Species of flowering plant

Pultenaea ochreata is a species of flowering plant in the family Fabaceae and is endemic to the south-west of Western Australia. It is an erect shrub with egg-shaped leaves with the narrower end towards the base and yellow-orange flowers with red or brown marks.

==Description==
Pultenaea ochreata is an erect shrub that typically grows to a height of up to 0.3–2 m. The leaves are egg-shaped with the narrower end towards the base, 5–35 mm long and 1–9 mm wide with stipules at the base. The flowers are yellow-orange with red or brown marks, and sessile. The sepals are hairy and 5.5–8 mm long with hairy bracteoles 2–3.5 mm long at the base. The standard petal is 11–13.4 mm long, the wings 9–10.5 mm long and the keel 10.4–12.5 mm long. Flowering occurs from July to October and the fruit is a flattened pod.

==Taxonomy and naming==
Pultenaea ochreata was first formally described in 1844 by Carl Meissner in Lehmann's Plantae Preissianae. The specific epithet (ochreata) means "having a sheath" of stipules.

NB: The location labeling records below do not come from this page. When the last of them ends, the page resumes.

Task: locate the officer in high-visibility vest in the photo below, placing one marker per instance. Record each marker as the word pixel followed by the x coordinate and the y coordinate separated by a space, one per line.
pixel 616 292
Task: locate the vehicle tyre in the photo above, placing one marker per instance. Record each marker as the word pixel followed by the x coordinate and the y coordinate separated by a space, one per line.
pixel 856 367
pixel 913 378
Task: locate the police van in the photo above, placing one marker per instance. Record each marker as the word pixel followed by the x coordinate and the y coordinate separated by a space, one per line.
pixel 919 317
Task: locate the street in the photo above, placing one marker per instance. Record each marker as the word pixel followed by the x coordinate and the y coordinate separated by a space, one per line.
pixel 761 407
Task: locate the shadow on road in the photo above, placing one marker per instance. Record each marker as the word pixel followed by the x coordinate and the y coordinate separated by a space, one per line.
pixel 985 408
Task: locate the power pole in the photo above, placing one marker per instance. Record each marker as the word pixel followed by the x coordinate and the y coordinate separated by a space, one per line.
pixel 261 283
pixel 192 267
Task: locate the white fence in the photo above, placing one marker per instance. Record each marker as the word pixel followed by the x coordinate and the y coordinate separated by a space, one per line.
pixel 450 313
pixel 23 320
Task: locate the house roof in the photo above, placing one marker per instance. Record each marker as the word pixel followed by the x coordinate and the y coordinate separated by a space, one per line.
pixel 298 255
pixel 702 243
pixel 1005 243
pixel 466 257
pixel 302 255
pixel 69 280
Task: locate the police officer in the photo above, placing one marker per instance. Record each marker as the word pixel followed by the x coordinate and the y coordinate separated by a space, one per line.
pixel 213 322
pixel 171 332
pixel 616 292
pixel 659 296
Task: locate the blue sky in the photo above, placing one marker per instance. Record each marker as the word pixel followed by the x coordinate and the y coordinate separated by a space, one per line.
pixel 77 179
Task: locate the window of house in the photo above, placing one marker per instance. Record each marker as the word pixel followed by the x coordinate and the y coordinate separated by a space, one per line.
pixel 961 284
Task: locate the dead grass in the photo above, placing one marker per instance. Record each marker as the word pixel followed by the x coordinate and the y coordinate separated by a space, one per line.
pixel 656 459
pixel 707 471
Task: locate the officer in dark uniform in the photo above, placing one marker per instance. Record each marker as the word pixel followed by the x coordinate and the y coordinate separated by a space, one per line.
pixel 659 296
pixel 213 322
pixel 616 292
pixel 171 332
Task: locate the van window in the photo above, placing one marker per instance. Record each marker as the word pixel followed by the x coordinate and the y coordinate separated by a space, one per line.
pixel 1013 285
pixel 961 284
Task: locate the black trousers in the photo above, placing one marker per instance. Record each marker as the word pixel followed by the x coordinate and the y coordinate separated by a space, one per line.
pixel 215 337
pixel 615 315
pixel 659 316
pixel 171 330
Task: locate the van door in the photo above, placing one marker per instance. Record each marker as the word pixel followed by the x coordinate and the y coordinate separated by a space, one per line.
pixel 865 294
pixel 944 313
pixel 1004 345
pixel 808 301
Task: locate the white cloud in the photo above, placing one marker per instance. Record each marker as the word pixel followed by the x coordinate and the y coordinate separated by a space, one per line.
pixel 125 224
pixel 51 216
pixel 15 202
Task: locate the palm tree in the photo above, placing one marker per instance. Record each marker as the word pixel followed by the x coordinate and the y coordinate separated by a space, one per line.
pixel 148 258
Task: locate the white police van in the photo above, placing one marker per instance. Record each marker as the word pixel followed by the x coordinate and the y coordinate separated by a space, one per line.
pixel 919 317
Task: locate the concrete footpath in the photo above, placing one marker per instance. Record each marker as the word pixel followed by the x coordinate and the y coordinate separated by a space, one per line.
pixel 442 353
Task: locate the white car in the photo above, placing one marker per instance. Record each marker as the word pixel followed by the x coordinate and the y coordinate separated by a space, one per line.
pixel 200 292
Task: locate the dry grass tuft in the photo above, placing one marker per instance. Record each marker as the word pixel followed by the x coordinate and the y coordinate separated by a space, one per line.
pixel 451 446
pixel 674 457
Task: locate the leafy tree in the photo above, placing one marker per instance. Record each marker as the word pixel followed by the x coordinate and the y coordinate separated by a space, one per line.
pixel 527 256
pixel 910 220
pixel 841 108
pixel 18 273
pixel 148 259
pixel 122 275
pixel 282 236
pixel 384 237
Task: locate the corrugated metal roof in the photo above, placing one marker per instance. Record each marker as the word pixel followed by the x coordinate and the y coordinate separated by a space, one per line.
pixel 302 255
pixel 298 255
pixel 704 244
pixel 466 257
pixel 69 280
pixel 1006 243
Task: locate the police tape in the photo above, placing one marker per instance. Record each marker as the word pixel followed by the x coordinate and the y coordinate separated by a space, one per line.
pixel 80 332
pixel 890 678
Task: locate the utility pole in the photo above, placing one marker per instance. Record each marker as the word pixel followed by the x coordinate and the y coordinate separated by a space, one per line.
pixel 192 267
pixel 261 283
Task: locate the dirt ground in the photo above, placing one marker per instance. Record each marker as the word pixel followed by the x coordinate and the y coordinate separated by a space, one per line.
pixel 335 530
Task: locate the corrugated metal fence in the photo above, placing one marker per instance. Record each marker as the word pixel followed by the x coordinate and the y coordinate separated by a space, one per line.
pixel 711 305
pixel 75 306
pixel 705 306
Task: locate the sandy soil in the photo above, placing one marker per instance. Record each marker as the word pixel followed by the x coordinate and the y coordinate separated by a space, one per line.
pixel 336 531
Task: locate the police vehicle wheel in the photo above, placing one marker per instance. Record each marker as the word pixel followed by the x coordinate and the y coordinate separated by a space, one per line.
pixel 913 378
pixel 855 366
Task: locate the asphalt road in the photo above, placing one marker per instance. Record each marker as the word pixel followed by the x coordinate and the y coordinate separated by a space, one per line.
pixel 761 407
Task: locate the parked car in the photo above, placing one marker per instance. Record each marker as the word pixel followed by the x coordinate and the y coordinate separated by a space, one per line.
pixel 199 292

==Distribution and habitat==
This pultenaea grows in sandy soil in winter-west places in the Jarrah Forest, Swan Coastal Plain and Warren biogeographic regions of south-western Western Australia.

==Conservation status==
Pultenaea ochreata is classified as "not threatened" by the Government of Western Australia Department of Parks and Wildlife.